I don’t understand, but there’s no time to question him, so I say, “Of course. With Sullivan. Then he went home—”

“And you went upstairs to shower,” Jonathan supplies.

“But you heard gunshots.”

“I did,” he says, but he doesn’t sound like my brother anymore.

I rush forward and give him a quick, hard hug, wrapping my arms around his neck as if I’ll never let go. “Everything is going to be okay,” I lie.

Then he pushes me away and bites off one last word: “Go.”

I do. God help me, I do exactly as he says. I turn around and run blindly, working from muscle memory and all the years I spent playing on this farm.

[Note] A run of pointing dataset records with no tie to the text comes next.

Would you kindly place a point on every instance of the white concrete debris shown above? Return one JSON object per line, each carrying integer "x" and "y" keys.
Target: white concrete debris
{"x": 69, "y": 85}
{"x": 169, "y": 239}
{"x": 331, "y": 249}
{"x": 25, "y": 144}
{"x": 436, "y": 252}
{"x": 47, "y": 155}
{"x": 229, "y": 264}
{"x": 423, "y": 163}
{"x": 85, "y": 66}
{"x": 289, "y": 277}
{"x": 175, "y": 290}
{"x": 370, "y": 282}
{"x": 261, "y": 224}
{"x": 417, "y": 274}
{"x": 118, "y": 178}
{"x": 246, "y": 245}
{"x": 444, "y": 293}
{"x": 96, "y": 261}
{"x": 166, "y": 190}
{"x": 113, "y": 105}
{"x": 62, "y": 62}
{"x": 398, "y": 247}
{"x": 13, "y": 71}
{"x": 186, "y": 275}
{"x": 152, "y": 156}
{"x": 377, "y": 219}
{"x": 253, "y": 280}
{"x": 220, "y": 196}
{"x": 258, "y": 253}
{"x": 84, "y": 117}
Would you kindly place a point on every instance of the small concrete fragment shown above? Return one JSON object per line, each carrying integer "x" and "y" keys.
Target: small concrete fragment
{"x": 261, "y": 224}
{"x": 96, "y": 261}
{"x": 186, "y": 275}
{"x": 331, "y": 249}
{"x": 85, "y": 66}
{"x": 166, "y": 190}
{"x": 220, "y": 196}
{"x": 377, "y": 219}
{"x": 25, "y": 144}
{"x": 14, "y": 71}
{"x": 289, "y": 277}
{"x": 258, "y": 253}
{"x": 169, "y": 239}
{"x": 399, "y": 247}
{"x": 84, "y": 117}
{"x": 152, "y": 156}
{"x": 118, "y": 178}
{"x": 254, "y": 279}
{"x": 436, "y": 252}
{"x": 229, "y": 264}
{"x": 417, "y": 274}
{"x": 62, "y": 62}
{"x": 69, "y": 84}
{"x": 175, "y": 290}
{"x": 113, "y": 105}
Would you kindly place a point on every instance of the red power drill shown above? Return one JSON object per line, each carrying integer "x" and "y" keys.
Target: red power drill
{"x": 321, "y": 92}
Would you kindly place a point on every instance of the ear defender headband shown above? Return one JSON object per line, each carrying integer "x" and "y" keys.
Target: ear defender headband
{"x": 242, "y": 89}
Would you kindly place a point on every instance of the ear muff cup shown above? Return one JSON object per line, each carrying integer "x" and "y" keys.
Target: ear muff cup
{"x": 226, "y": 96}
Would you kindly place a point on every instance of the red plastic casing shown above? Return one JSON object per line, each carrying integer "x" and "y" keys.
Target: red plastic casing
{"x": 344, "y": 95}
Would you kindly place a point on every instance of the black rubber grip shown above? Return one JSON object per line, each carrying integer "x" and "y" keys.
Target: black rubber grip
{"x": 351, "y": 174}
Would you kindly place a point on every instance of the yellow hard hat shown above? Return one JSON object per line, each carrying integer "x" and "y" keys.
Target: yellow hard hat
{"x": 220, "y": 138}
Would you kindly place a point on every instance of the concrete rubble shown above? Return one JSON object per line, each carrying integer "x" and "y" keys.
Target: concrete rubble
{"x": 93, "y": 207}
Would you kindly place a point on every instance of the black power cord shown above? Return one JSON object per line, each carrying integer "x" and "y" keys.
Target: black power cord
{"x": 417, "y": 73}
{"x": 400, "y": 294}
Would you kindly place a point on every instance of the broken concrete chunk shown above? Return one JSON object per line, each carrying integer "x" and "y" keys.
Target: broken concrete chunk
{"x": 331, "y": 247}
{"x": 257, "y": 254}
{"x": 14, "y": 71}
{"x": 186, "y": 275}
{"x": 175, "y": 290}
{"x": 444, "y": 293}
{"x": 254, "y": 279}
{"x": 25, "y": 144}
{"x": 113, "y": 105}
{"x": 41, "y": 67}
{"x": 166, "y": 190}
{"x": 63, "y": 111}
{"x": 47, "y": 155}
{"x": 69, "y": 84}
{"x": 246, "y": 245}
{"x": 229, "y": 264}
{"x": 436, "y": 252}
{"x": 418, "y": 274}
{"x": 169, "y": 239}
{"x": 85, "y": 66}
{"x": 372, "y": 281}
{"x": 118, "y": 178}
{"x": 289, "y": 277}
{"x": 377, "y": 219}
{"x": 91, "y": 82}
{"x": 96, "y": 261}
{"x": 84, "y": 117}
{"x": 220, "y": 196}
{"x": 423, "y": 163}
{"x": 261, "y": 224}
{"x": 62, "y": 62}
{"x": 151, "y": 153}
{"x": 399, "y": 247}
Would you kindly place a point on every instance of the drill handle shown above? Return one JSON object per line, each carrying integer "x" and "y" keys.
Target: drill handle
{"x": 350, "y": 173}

Rides on Penny with Cal holding her halter, picking flowers with Beth. “The key to zinnias,” she once told me, “is to pinch back the lead when the plant is still young.” She took a pair of clippers and lopped off the tallest shoot on a plant that looked nearly ready to bloom. I don’t remember what I said, but she laughed and motioned for me to follow her farther down the row. “See?” she said. Here was another small zinnia, but instead of one tall stem, there were half a dozen shorter ones, each centered by the tight fist of a bud all orange and pink like a ripe apricot. “Early adversity leads to an abundant harvest.”